Pourquoi pas une société d’État agricole ?

Dans ma jeunesse, j’étais paysan, c’était un travail dur, je m’en rends compte encore plus aujourd’hui. Il faut conduire la machinerie, s’occuper des animaux, s’improviser vétérinaire, travailler les champs, être agronome à ses heures, réparer les bris mécaniques, faire sa comptabilité, et c’est un travail plutôt solitaire.

Dans ma famille, ils ont osé garder le côté modeste et familial et nous étions privilégiés de pouvoir en profiter ainsi. Avec le temps, je me suis éloigné de la ferme à cause des études, de la distance, de mes occupations, etc. C’est un milieu pour lequel j’éprouve une nostalgie particulière et qui doit faire place à une évolution. À mon avis, je crois que le Québec a besoin d’une société d’État agricole. Je vous explique pourquoi.

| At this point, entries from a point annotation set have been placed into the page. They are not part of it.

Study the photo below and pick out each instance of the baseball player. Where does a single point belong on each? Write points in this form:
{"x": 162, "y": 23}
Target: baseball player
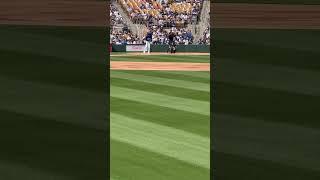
{"x": 172, "y": 43}
{"x": 148, "y": 40}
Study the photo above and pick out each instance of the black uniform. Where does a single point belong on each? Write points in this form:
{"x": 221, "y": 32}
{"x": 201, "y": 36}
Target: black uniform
{"x": 172, "y": 44}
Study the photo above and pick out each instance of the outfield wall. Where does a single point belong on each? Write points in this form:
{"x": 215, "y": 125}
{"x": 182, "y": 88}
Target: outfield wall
{"x": 163, "y": 48}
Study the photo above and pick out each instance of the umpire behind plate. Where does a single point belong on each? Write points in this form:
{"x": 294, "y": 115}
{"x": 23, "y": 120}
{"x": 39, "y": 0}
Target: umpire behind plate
{"x": 172, "y": 42}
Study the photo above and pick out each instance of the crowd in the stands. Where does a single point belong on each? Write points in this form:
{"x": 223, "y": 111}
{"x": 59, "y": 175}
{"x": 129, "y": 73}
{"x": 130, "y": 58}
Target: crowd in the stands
{"x": 161, "y": 16}
{"x": 167, "y": 13}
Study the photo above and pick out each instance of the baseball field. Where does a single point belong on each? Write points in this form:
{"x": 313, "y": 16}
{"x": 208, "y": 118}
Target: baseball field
{"x": 160, "y": 123}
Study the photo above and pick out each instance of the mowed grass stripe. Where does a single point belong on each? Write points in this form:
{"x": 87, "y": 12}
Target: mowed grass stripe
{"x": 198, "y": 74}
{"x": 129, "y": 162}
{"x": 195, "y": 106}
{"x": 161, "y": 89}
{"x": 162, "y": 81}
{"x": 162, "y": 58}
{"x": 187, "y": 121}
{"x": 168, "y": 75}
{"x": 164, "y": 140}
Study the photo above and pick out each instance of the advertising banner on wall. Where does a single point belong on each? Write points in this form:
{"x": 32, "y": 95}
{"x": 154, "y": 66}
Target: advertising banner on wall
{"x": 135, "y": 47}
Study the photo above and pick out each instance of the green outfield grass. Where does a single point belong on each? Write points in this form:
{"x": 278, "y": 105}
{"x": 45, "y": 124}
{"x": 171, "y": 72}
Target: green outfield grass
{"x": 160, "y": 123}
{"x": 266, "y": 110}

Je ne suis pas un grand connaisseur de tout ce qui se fait dans l’agriculture, mais j’ai vécu assez longtemps dans le milieu pour savoir de quoi on parle particulièrement au niveau de l’agriculture laitière. Je crois que l’avenir de l’agriculture doit venir des agriculteurs, de leur association et de tous ceux et celles pour qui c’est important et qui ont des idées. Cette société d’État doit donc se créer par une assemblée citoyenne paysanne et non pas par le gouvernement. La grande dualité entre la ville et la campagne devrait être mise de côté. À une époque, les gens quittaient la campagne pour aller vivre en ville, mais aujourd’hui, c’est la campagne qui doit changer la ville qui devient de plus en plus stérile par ce manque de nature. En effet, je remarque dans les villes l’absence d’animaux, nos enfants ne les voient plus, ils les voient seulement dans des livres alors, pourquoi on sépare les animaux des humains alors que nous avons toujours coexisté ensemble?
 

Je crois que l’État devrait donc investir dans l’agriculture. Ces agriculteurs pourraient devenir les employés de l’État. Avoir une meilleure assurance en cas de blessures, avoir une meilleure protection contre les accidents de travail, car celle-ci est trop souvent négligée. La qualité de notre nourriture et sa distribution doit faire partie intégrante des enjeux du gouvernement et comme le domaine est en crise, je crois que pour le bien commun, l’État doit s’en mêler. Nous l’avons fait il y a des années de cela avec Hydro-Québec, et malgré tout ce qu’on peut en penser, nous avons appris aujourd’hui de cette grande organisation afin de ne pas répéter nos erreurs du passé.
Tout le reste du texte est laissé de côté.